Marketing Guru on... keeping ahead of the youngsters

Senior practitioners should not be cowed by the idea that marketing is a young person's game, says Will Harris. On the contrary, their hard-earned experience could place them in a stronger position.

Q: I met my new boss yesterday. He's a whippersnapper - I've got at least 15 years on him. Do I need to start clearing my desk?

A: What happens next is almost entirely up to you. If you are smart and self-aware enough (and it sounds like you might well be), you will reappraise your personal brand in the business where you both work.

First, figure out exactly what your boss needs to do to be seen as a success. From there, you have several choices, and a number of roles you can play.

You could play the 'trusted adviser'; an indomitable rock and source of sage advice about your company and industry. Maurice Saatchi used to describe his boss Michael Howard as wise. It's an old-fashioned word - and, indeed, quality - that has rather lost its sheen in the stampede for the new. I often urge people to try lots of things and see what works, but there is an argument that having the wisdom and experience to know what will work has real value.

Your second option is to surrender all claims to be a day-to-day marketer and relaunch yourself as a 'people person'. As we get older, it becomes more and more difficult to double-guess the creative whims and desires of consumers a generation or more below.

That's why you see older marketing people, deaf to instinct, insistent that they first see the data. At a certain point in one's marketing career, you're in the talent management business, not the creative communications industry. This may be the time for you to cross that threshold.

A third approach is to fight back and move the goalposts. It's no longer a trade-off between youthful and experienced marketers, but between analogue and digital marketers. Your new boss may be 15 years younger than you, but if he doesn't know the difference between SEM and SEO and you do, then your career will probably outlast his. Become a digital expert: no one cares how old you are on the web.

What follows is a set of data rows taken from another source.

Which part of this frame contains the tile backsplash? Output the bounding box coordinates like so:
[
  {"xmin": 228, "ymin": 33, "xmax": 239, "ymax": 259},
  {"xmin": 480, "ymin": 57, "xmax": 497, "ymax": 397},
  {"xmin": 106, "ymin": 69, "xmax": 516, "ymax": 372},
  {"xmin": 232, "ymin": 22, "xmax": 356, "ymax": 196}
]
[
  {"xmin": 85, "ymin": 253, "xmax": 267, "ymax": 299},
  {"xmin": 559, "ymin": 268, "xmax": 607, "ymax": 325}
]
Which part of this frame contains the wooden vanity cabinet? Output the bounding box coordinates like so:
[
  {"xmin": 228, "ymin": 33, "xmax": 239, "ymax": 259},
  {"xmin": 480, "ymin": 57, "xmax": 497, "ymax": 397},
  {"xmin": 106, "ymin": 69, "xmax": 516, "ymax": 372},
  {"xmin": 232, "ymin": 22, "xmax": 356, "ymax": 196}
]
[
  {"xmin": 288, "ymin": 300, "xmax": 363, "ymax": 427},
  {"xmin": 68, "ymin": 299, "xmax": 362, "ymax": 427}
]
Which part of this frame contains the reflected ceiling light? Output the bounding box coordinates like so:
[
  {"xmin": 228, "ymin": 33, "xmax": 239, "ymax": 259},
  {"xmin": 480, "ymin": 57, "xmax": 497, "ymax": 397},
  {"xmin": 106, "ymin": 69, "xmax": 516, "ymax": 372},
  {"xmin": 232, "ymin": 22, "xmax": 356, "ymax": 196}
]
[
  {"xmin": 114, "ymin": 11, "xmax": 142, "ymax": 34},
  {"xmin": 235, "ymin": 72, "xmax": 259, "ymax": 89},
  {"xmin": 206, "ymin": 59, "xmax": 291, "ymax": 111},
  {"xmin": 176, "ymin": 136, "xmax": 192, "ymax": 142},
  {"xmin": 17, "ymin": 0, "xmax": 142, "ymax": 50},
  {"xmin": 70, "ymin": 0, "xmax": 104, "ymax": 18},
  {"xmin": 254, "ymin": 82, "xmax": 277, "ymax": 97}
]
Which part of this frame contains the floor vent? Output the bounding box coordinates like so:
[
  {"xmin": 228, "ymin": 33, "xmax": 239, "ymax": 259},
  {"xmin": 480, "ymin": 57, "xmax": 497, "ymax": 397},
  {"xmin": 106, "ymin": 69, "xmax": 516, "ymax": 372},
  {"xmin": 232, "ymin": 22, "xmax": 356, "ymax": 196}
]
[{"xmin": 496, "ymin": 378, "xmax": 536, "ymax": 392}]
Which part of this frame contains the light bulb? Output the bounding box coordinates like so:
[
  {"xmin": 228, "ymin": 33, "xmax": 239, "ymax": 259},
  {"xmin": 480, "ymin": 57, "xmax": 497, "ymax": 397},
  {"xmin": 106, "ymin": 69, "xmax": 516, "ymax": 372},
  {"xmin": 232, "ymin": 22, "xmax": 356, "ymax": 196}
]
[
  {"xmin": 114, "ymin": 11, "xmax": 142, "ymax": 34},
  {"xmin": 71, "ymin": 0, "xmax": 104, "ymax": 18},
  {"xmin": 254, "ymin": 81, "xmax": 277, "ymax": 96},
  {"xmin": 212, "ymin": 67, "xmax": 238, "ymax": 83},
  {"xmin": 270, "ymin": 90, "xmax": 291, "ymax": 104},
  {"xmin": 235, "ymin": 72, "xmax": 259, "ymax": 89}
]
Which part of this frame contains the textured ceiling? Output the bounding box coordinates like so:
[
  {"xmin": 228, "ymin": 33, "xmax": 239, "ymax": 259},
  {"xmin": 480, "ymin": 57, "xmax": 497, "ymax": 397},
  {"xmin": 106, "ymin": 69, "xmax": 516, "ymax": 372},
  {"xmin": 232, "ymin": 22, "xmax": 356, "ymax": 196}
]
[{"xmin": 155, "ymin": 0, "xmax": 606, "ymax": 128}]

One final thought to close: a recent study from the University of Utah established that the marathon time you can achieve at the age of 19, you can replicate right up to the time you hit 64. Yes, your times peak around the age of 27, but the slide back down lasts another 43 years.

I would like to think that your marketing career (and mine, for that matter) will follow a similar trajectory. With our pensions system the way it is at the moment, it will need to.

Will Harris is a former marketing director for Nokia in the UK and Asia region. He was the first marketing director of the Conservative Party and launch marketing director of the O2 brand.